SEGUID Header
  ::HOME    ::OVERVIEW    ::TOOLS    ::SOAP-Match    ::WEB SERVICES    ::FTP    ::HELP 

Operated by the   University of Chicago   for the   U.S. Department of Energy  
This is a Federal computer (see   Security Notice  ). For condition of use, see   ANL Disclaimer  .

last modified:

INTRODUCTION

 

In the bioinformatics community, the use of multiple identifiers for the same gene or protein is a general problem.

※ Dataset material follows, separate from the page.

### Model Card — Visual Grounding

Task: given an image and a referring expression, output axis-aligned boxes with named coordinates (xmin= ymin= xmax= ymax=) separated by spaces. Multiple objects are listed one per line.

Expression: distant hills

Ideally, there should be an accepted identifier for every gene, protein, and possibly for splice variants, post-translationally modified proteins, and other biomolecules. While the major public databases list exhaustive cross-references, the maintenance of aliases is a time-consuming effort at every site that maintains local copies of them. Numerous smaller specialty databases use local identifiers with limited set of aliases that make their incorporation even more difficult. The integration of public and private sequence and associated data is also complicating issues that very often solved by introducing yet another local unique identifier at the given site. This is a recurring problem in the design of bioinformatics applications that retrieve data from a variety of sources at any one time.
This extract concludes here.